Cette façon de procéder permettrait de mieux éviter que les toxicomanes n'entrent en contact simultanément avec plusieurs organisations d'aide et de soins, sans aucune coordination. Cela signifie que si, pendant le trajet, on envoie les clients consulter d'autres établissements, on y transmet leurs données et on surveille s'ils se tiennent à ce qui a été convenu. Par le biais des dossiers des clients, des enregistrements et compte rendus standard et des communications personnelles, les exécutants des différentes organisations doivent se tenir mutuellement informés. La gestion cas par cas est d'une importance essentielle dans de tels trajets intégraux d'aide.
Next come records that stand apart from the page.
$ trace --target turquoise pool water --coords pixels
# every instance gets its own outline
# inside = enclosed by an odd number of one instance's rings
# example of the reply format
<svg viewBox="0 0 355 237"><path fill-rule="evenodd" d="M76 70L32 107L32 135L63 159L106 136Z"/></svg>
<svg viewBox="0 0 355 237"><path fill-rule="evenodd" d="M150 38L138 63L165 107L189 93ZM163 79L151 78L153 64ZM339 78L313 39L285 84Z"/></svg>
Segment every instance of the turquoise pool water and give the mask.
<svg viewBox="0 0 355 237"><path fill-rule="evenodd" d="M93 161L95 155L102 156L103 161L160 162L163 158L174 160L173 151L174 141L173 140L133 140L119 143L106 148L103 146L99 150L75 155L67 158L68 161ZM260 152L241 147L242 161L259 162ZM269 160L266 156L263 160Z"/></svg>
L'offre d'aide est articulée autour de deux notions clés: la responsabilité et la réciprocité. Les toxicomanes doivent accepter la responsabilité de leur propre comportement. La toxicomanie n'est pas une excuse pour les nuisances occasionnées à autrui. La notion de réciprocité signifie que l'on attend des toxicomanes que, en échange de l'aide reçue, ils respectent les engagements pris avec le service d'aide. Les programmes à mettre au point dans le cadre de la réforme de l'aide devront contribuer à réaliser ces objectifs. Si l'approche axée sur la demande donne lieu à un programme d'aide adapté aux besoins et aux souhaits individuels, les notions de responsabilité et de réciprocité auront plus de sens pour les clients. Il sera alors davantage possible de rappeler les toxicomanes leurs obligations à l'égard de la société, à titre de contrepartie raisonnable.
L'infrastructure d'aide ambulatoire aux toxicomanes assure une large part de l'application des programmes de méthadone. Grâce notamment à ces programmes, beaucoup de toxicomanes sont relativement bien insérés dans la société. Pourtant, dans de nombreux cas, ils ne sont pas suffisamment dirigés vers les établissements de traitement et les projets de formation, d'emploi et d'hébergement. La fourniture de méthadone, les programmes de traitement et les projets de réinsertion sociale doivent être complémentaires et il faudra mieux concrétiser cette complémentarité dans les années à venir. Une coordination plus poussée avec les autres institutions d'aide aux toxicomanes, les instances générales d'assistance sociale, y compris les agences de l'emploi, la police et la justice et, accessoirement, l'aide postpénale pourra fournir une contribution utile à cet objectif. L'équipe inter-administrations de sécurité et d'aide aux toxicomanes a pour mission d'y veiller.